Mischance · 14/09/2020 13:53
  1. Get some breathalysers - car shops have them as you have to have them in France etc.
  2. Get them to take the breathalyser test before they leave your house.
  3. If they refuse, contact the police.
  4. I am not the least moved by FIL's depression (he will be, if he is drinking that much) nor the fact that he might lose his job - that is just tough shit. The safety of the public is the only consideration here.
  5. Never leave your child with them, day or night - and certainly never ever let her go in their car.

I had an alcoholic MIL - it was very difficult. Thankfully she did not drive; and I did not leave the children with her.

You have not said much about your DH's role in all this. He needs to step up to the plate.

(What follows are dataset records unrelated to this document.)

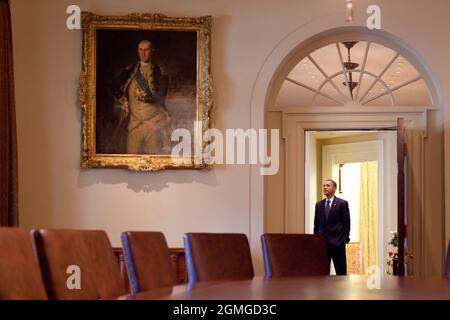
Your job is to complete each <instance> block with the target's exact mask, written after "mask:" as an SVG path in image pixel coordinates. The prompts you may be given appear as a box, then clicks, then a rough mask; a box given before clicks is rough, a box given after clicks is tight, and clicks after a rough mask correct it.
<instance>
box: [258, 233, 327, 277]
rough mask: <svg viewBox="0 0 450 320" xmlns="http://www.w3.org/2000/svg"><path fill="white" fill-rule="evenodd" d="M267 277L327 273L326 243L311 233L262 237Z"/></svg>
mask: <svg viewBox="0 0 450 320" xmlns="http://www.w3.org/2000/svg"><path fill="white" fill-rule="evenodd" d="M261 242H262V248H263V258H264V271H265V276H266V277H299V276H318V275H328V274H330V266H329V264H328V259H327V252H326V246H325V241H324V239H323V237H322V236H319V235H312V234H263V235H262V236H261Z"/></svg>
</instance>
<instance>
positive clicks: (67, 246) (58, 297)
mask: <svg viewBox="0 0 450 320" xmlns="http://www.w3.org/2000/svg"><path fill="white" fill-rule="evenodd" d="M32 235H33V241H34V245H35V249H36V252H37V255H38V258H39V262H40V265H41V270H42V273H43V278H44V283H45V286H46V289H47V294H48V296H49V297H50V299H58V300H60V299H63V300H66V299H77V300H81V299H89V300H93V299H114V298H117V297H118V296H120V295H123V294H125V293H126V292H125V288H124V284H123V282H122V280H121V277H120V272H119V265H118V261H117V258H116V257H115V256H114V253H113V250H112V247H111V243H110V242H109V239H108V236H107V235H106V233H105V232H104V231H100V230H50V229H44V230H33V232H32ZM78 276H79V277H78ZM77 277H78V279H79V280H80V281H79V283H80V284H81V286H80V288H79V289H78V288H77Z"/></svg>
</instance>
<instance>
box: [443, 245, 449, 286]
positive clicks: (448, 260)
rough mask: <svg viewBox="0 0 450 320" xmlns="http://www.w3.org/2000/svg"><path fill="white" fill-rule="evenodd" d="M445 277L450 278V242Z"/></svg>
mask: <svg viewBox="0 0 450 320" xmlns="http://www.w3.org/2000/svg"><path fill="white" fill-rule="evenodd" d="M444 276H445V277H446V278H450V241H449V242H448V248H447V257H446V259H445V270H444Z"/></svg>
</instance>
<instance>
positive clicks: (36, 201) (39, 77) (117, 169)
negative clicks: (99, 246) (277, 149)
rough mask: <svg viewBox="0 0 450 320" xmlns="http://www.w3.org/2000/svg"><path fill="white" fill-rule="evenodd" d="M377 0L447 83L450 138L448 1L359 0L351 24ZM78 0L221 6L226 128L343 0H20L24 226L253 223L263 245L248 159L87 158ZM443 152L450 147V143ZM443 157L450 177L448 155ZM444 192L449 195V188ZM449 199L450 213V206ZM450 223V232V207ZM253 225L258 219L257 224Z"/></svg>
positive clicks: (446, 132)
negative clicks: (181, 170) (278, 57)
mask: <svg viewBox="0 0 450 320" xmlns="http://www.w3.org/2000/svg"><path fill="white" fill-rule="evenodd" d="M373 3H376V4H379V5H380V6H381V8H382V28H383V30H384V31H386V32H389V33H392V34H394V35H396V36H398V37H399V38H401V39H403V40H404V42H405V43H408V44H409V45H410V46H411V47H413V48H414V49H415V50H416V51H417V53H418V54H419V55H420V56H421V57H423V60H424V61H425V62H426V63H427V64H428V66H429V68H430V71H431V72H432V73H433V74H434V76H435V79H436V81H437V83H438V85H439V86H440V88H441V89H442V91H441V94H442V97H441V99H442V101H443V104H444V111H445V112H444V115H445V120H444V125H445V128H444V130H445V137H446V139H445V144H446V145H448V141H449V138H450V135H449V134H450V131H449V128H450V115H449V112H446V109H445V106H446V105H448V104H449V103H450V91H448V90H446V88H450V72H449V70H450V60H449V59H448V57H449V56H450V42H449V41H445V39H447V38H448V31H450V20H449V19H448V12H449V10H450V2H448V1H446V0H432V1H414V2H413V1H409V0H397V1H388V0H383V1H368V0H367V1H366V0H361V1H357V2H355V3H354V5H355V19H356V21H355V22H354V25H364V23H365V18H366V13H365V12H366V8H367V6H368V5H369V4H373ZM70 4H77V5H79V6H80V7H81V9H82V10H83V11H91V12H94V13H97V14H105V15H124V14H128V13H132V12H141V13H143V12H148V13H162V14H166V15H169V16H193V17H194V16H202V15H212V17H213V29H212V72H213V76H214V83H215V96H214V100H215V107H214V111H213V114H212V116H213V123H212V125H213V126H214V127H216V128H219V129H224V128H248V127H250V126H252V125H253V126H259V125H260V124H263V121H261V119H263V118H264V111H263V109H264V104H263V103H259V102H258V101H264V99H265V93H266V92H264V91H260V90H259V88H262V87H263V86H261V85H260V84H261V83H266V82H267V83H268V82H269V79H270V78H271V77H272V76H273V74H266V73H265V72H266V71H267V70H270V69H271V68H272V67H273V68H272V69H275V68H276V66H277V65H278V64H279V63H280V62H281V59H278V58H277V54H280V53H281V56H282V57H286V54H288V53H289V52H286V54H285V53H283V50H284V49H285V48H288V47H289V46H290V44H289V41H291V40H292V39H294V38H295V37H297V38H299V39H305V37H307V36H309V35H310V34H314V33H319V32H322V31H324V30H327V29H329V28H334V27H339V26H345V25H346V24H345V23H344V1H338V2H336V1H334V0H317V1H298V0H283V1H282V2H276V1H272V0H246V1H237V0H215V1H211V0H196V1H183V0H168V1H156V0H147V1H137V0H136V1H134V0H129V1H120V0H108V1H106V0H103V1H99V0H95V1H94V0H78V1H65V0H62V1H61V0H58V1H56V0H39V1H38V0H13V1H12V4H11V8H12V19H13V41H14V59H15V60H14V68H15V69H14V70H15V82H16V108H17V125H18V139H19V182H20V187H19V197H20V200H19V201H20V202H19V206H20V207H19V208H20V219H21V224H22V226H24V227H28V228H32V227H58V228H60V227H69V228H98V229H105V230H106V231H107V232H108V234H109V236H110V238H111V241H112V243H113V245H118V244H119V233H120V232H121V231H123V230H138V229H139V230H161V231H163V232H164V233H165V234H166V237H167V238H168V242H169V246H172V247H174V246H182V238H181V237H182V234H183V233H184V232H188V231H211V232H215V231H223V232H244V233H247V234H248V235H249V236H250V238H251V239H252V242H253V243H254V245H253V246H252V248H253V250H254V253H255V254H257V255H259V254H260V251H259V250H258V249H259V247H258V246H259V243H258V241H257V237H259V233H260V231H261V228H260V226H261V225H262V223H263V219H262V213H261V212H259V211H261V208H263V193H261V192H260V190H261V186H262V181H263V180H262V179H253V178H250V177H253V171H251V168H250V167H249V166H244V165H229V166H218V167H217V168H216V169H214V170H212V171H204V172H203V171H190V170H185V171H164V172H158V173H136V172H129V171H126V170H121V169H114V170H113V169H97V170H93V169H91V170H81V169H80V166H79V162H80V143H81V112H80V106H79V102H78V78H79V75H80V72H81V62H82V49H81V41H82V36H81V31H80V30H75V31H70V30H67V29H66V24H65V23H66V18H67V14H66V8H67V6H68V5H70ZM305 26H306V27H305ZM303 32H304V34H302V33H303ZM297 44H299V42H297ZM291 48H292V49H293V47H291ZM274 57H275V58H274ZM271 64H275V65H276V66H271ZM255 104H256V105H255ZM252 119H253V120H252ZM445 152H446V156H447V157H448V156H449V152H450V148H447V149H446V151H445ZM446 169H447V170H446V178H447V179H446V180H448V179H450V162H447V163H446ZM252 194H253V195H256V196H255V197H253V198H252ZM445 198H447V199H450V191H449V189H447V190H446V197H445ZM446 210H447V217H450V208H449V206H447V209H446ZM446 224H447V228H446V230H447V239H448V238H449V237H450V219H446ZM251 225H256V226H258V227H256V228H253V230H251V229H252V228H251ZM252 232H253V234H251V233H252ZM256 233H257V234H256ZM256 269H257V270H259V269H260V266H259V265H258V266H256Z"/></svg>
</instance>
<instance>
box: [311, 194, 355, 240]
mask: <svg viewBox="0 0 450 320" xmlns="http://www.w3.org/2000/svg"><path fill="white" fill-rule="evenodd" d="M325 201H326V199H323V200H321V201H319V202H317V203H316V210H315V215H314V234H320V235H322V236H323V237H324V238H325V241H326V243H327V245H329V246H332V247H337V246H339V245H341V244H342V243H348V242H349V241H350V210H349V209H348V202H347V201H345V200H344V199H339V198H338V197H336V196H335V197H334V200H333V203H332V204H331V209H330V213H329V215H328V220H326V219H325Z"/></svg>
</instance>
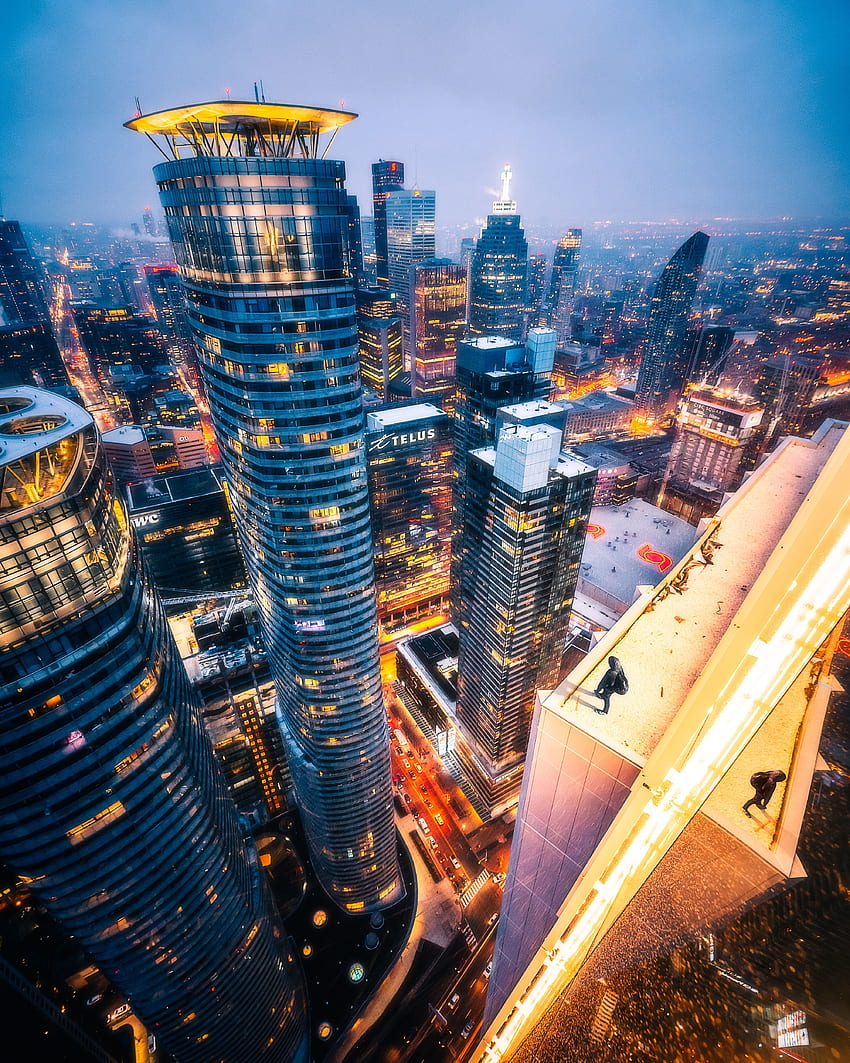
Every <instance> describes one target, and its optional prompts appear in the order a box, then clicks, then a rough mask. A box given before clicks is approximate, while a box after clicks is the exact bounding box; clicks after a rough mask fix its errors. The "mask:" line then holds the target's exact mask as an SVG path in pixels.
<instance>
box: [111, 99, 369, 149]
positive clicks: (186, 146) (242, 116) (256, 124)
mask: <svg viewBox="0 0 850 1063" xmlns="http://www.w3.org/2000/svg"><path fill="white" fill-rule="evenodd" d="M356 117H357V115H356V114H354V112H351V111H335V109H329V108H327V107H302V106H299V105H296V104H290V103H248V102H244V101H241V100H217V101H215V102H213V103H196V104H192V105H190V106H184V107H170V108H169V109H168V111H157V112H154V113H153V114H150V115H137V116H136V117H135V118H133V119H131V121H129V122H124V125H125V126H126V129H130V130H136V131H137V132H139V133H143V134H145V135H146V136H147V137H148V138H149V139H153V137H154V136H160V137H163V139H164V140H165V144H166V146H167V150H164V149H163V147H160V145H159V142H157V141H156V140H154V141H153V142H154V144H156V146H157V148H159V150H160V151H162V152H163V154H164V155H165V156H166V158H181V157H186V156H189V157H191V156H192V155H218V156H222V157H226V156H233V157H239V156H242V155H248V156H254V155H260V156H264V157H270V158H298V157H301V158H324V156H325V154H326V153H327V149H328V148H329V147H330V144H332V142H333V140H334V137H335V136H336V135H337V131H338V130H339V128H340V126H341V125H345V124H346V123H347V122H350V121H353V120H354V119H355V118H356ZM326 134H329V138H328V139H327V141H326V142H324V144H323V142H322V140H321V138H322V137H323V136H324V135H326Z"/></svg>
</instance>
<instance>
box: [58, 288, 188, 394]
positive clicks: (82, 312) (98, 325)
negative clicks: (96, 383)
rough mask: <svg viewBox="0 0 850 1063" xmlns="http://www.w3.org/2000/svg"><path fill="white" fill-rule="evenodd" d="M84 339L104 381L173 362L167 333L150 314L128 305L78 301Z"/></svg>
mask: <svg viewBox="0 0 850 1063" xmlns="http://www.w3.org/2000/svg"><path fill="white" fill-rule="evenodd" d="M73 316H74V320H75V321H77V327H78V330H79V332H80V341H81V343H82V344H83V347H84V348H85V350H86V353H87V354H88V357H89V359H90V360H91V365H92V366H94V368H95V370H96V372H97V373H98V376H99V377H100V378H101V381H102V382H108V381H109V379H111V378H113V377H116V378H120V377H122V376H129V377H131V378H132V377H134V376H136V375H138V374H139V373H142V374H146V375H147V374H150V373H154V372H156V371H157V370H158V369H160V368H163V367H168V366H169V365H170V362H169V357H168V347H167V345H166V342H165V340H164V339H163V334H162V333H160V332H159V330H158V328H157V327H156V325H155V324H154V323H153V321H151V319H150V318H148V317H145V316H142V315H140V314H137V313H136V311H135V310H133V309H131V308H130V307H126V306H116V307H104V306H96V305H95V304H94V303H77V304H74V305H73Z"/></svg>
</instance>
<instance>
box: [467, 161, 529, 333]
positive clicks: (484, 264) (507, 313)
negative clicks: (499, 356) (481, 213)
mask: <svg viewBox="0 0 850 1063" xmlns="http://www.w3.org/2000/svg"><path fill="white" fill-rule="evenodd" d="M510 182H511V171H510V167H509V166H506V167H505V170H504V171H503V175H502V199H500V200H496V201H495V202H494V203H493V213H492V214H490V215H488V217H487V224H486V225H485V227H483V229H482V230H481V235H480V237H479V238H478V242H477V243H476V244H475V251H474V252H473V255H472V261H471V265H470V314H469V331H470V333H471V334H472V335H473V336H505V337H508V338H510V339H514V340H520V339H522V336H523V331H524V326H525V310H526V302H527V299H528V294H527V281H528V243H527V242H526V238H525V233H524V232H523V230H522V226H521V224H520V215H519V214H517V213H516V203H515V202H514V201H513V200H511V198H510Z"/></svg>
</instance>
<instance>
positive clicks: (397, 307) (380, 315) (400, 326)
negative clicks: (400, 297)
mask: <svg viewBox="0 0 850 1063" xmlns="http://www.w3.org/2000/svg"><path fill="white" fill-rule="evenodd" d="M357 339H358V343H359V349H360V375H361V376H362V378H363V384H364V385H366V387H368V388H369V389H370V390H371V391H374V392H375V394H377V395H378V396H379V398H380V399H381V400H383V401H384V402H389V399H390V384H391V383H392V382H393V381H394V379H395V378H396V377H397V376H401V375H402V373H403V372H404V369H405V365H404V351H403V349H402V343H403V338H402V318H401V316H400V314H398V306H397V302H396V299H395V294H394V293H393V292H392V291H390V290H389V289H388V288H358V289H357Z"/></svg>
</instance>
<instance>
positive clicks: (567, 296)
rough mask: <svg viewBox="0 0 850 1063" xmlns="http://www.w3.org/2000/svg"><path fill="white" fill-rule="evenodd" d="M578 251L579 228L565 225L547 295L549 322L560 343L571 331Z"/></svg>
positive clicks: (579, 240) (551, 275)
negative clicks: (564, 233) (567, 226)
mask: <svg viewBox="0 0 850 1063" xmlns="http://www.w3.org/2000/svg"><path fill="white" fill-rule="evenodd" d="M580 251H581V230H580V229H568V230H567V231H566V233H565V234H564V235H563V236H562V237H561V239H560V240H559V241H558V247H557V248H556V249H555V260H554V263H553V266H551V279H550V281H549V293H548V299H547V310H548V324H549V327H550V328H554V330H555V331H556V333H557V334H558V345H559V347H561V345H563V344H564V343H566V341H567V340H568V339H570V337H571V336H572V334H573V328H572V323H571V318H572V315H573V302H574V299H575V294H576V275H577V274H578V256H579V252H580Z"/></svg>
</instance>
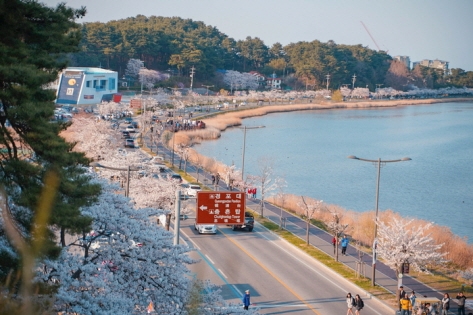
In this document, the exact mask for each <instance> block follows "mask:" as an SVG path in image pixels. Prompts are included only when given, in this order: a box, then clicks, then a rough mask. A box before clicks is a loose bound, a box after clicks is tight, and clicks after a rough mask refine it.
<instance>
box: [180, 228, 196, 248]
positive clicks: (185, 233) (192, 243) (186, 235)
mask: <svg viewBox="0 0 473 315" xmlns="http://www.w3.org/2000/svg"><path fill="white" fill-rule="evenodd" d="M181 233H182V234H184V235H185V236H186V237H187V239H188V240H189V241H191V243H192V244H193V245H194V247H195V248H197V249H198V250H200V247H199V246H198V245H197V244H196V243H195V242H194V241H193V240H192V239H191V238H190V237H189V236H188V235H187V234H186V233H184V232H182V231H181Z"/></svg>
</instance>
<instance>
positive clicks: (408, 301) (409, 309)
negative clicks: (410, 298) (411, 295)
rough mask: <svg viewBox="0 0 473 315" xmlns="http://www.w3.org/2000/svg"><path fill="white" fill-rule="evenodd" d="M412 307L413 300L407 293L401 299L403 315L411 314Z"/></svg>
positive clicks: (401, 304) (402, 313)
mask: <svg viewBox="0 0 473 315" xmlns="http://www.w3.org/2000/svg"><path fill="white" fill-rule="evenodd" d="M411 309H412V304H411V300H410V299H409V298H408V297H407V294H406V295H404V297H403V298H402V299H401V315H410V314H409V311H410V310H411Z"/></svg>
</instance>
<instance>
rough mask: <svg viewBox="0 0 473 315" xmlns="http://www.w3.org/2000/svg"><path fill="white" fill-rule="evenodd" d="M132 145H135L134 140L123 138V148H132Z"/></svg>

Please do not let this situation just drift - lives are at stake.

Heffalooomia · 14/09/2020 13:56

I'm not sure what the police do in response to a report of driving under the influence, I suspect they will need some sort of 'probable cause' in order to pull over a driver?

Teedeepie · 14/09/2020 13:59

He would lose his job and it might cause depression. ....I couldn’t give a shit. My cousin and two others lost there life the night a drunk driver got behind the wheel and lived to tell the tale. Get your priorities right!!! And no the police would not disclose they had been tipped off. And quite frankly if my in laws accused me of shopping them for drink driving I would hold my head up high and own it without an ounce of guilt or remorse!